Biblical Nations - Syrians (and a note of thanks)

First, a note of thanks to all my readers - we hit 150,000 views on July 4, which seems quite appropriate given this blog's regular focus on history.  I appreciate every single click!


Key Scripture: 

Figures: Cushan-rishathaim, Ben-hadad, Naaman, Hazael, Rezin, Luke

Sometimes readers of the Bible get the nations of Syria and Assyria mixed up, and for some good reasons.  Both occupy areas northwest of the land of the Hebrews, both had periods of control or influence throughout the region, and obviously their names sound similar in English.  But the nation we're studying this week, Syria, is much more closely related to the Jews and has endured to modern times.  They are also known as Aram in many translations, which may sound familiar when you remember that Abraham was described as a "wandering Aramean" in Deuteronomy 26:5.  Throughout the Old Testament the land of the Syrians is mentioned, acting at times as friend, foe, or example to the children of Israel, and later in the New Testament it became a place of tremendous importance to Christians.  

Although the first settlers in the region were likely nomadic descendants of Ham, the ancestors of the Syrian people can be traced back to a son of Noah's son Shem by the name of Aram.  After the Great Flood their family had settled in northern Mesopotamia, and the area between the Euphrates River and Canaan was referred to as Paddan Aram.  As the place where Abraham's brother Nahor settled, the city of Haran was within the region and was where both Isaac and Jacob's wives originally lived.  In fact, the first 11 sons of Jacob were born prior to his return to his father, so Benjamin is the only one of the tribes of Israel that really got its start in the Promised Land.  After the time of Moses and Joshua, the Israelites learned more about the gods worshipped by their neighbors, and were lured into worshipping many of them, including the Syrian deity Asherah.  Because of their idolatrous practices, God allowed His people to be handed over to a Syrian king named Cushan-rishathaim for eight years before Othniel delivered them and became the first judge.  It was not the last time the Hebrews would struggle with their northern neighbors.
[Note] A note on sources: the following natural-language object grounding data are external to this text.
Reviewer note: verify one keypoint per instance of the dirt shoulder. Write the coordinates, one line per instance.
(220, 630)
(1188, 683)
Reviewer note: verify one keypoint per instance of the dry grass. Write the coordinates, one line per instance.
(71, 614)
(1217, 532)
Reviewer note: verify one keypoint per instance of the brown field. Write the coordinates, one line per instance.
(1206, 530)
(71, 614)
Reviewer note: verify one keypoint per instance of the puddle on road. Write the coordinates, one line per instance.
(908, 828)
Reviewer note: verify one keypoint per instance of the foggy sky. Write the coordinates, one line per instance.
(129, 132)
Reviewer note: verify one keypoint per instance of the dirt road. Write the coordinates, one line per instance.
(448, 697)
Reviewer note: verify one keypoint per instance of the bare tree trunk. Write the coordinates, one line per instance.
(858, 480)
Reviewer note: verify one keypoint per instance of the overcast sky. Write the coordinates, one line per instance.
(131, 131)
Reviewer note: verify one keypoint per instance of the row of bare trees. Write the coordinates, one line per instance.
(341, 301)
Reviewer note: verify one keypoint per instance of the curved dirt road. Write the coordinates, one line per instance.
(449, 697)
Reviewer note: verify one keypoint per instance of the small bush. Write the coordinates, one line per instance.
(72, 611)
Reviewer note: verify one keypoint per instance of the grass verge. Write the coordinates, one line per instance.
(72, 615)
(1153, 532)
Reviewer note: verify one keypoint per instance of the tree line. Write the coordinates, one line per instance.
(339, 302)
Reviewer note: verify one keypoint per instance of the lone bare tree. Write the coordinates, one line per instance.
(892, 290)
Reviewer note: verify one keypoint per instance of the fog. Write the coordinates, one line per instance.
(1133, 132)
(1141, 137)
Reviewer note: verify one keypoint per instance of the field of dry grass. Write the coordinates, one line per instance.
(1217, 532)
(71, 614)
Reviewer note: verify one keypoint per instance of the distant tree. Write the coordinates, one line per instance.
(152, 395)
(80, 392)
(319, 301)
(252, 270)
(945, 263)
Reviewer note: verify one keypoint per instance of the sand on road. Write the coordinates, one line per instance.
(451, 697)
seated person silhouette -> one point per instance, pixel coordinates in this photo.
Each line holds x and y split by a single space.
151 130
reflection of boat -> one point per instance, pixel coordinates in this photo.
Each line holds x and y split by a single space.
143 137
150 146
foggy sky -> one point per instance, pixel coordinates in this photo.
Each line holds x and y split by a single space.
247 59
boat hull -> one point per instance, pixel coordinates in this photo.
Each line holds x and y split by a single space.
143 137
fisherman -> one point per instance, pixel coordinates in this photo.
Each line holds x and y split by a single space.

King David conquered Damascus when the Syrians there were hired to wage war against him, resulting in the most important city in the region becoming a vassal to Israel.  Solomon was involved in commerce with Syria, specifically the sale of Egyptian horses and chariots, but because he married foreign wives and built altars to their deities several rulers began to rise up and chip away from the territory that Israel controlled.  After the division of the two Hebrew kingdoms, Israel continued to have dealings with their neighbors.  King Ben-hadad of Syrian had an alliance with Israel's King Baasha, but Asa of Judah stripped the gold and silver from the Temple in Jerusalem to pay for the Syrians to break their treaty and betray Israel.  It wasn't until the reign of Ahab that Israel began to gain the upper hand, and although outnumbered he defeated Ben-hadad twice, as predicted in advance by a prophet.  Not satisfied, however, Ahab coaxed Judah's King Jehoshaphat (who was by that time his son-in-law) to join him in an attack against Syria, which was ultimately a failure and cost Israel's king his life.  Syria spent a number of years exerting pressure against the next several kings of Israel, but two godly prophets were instrumental in helping prevent a complete takeover during the time of Ahab's grandson, Jehoram.  Elijah healed a Syrian commander named Naaman of leprosy when Ben-hadad demanded Israel's king provide the impossible service, and Elisha repeatedly thwarted the Syrian army by alerting Jehoram of their movements and later striking the entire company blind.  Eventually the Syrians did defeat Israel under the command of King Hazael, just as Elisha had foretold, but Judah avoided the same fate by once again paying off their attackers.  Syria and Israel would continue harassing the southern kingdom until Judah's King Ahaz finally paid the Assyrian king to intervene, at which time Damascus was destroyed and Syria's King Rezin was killed, fulfilling the writings of the prophet Isaiah.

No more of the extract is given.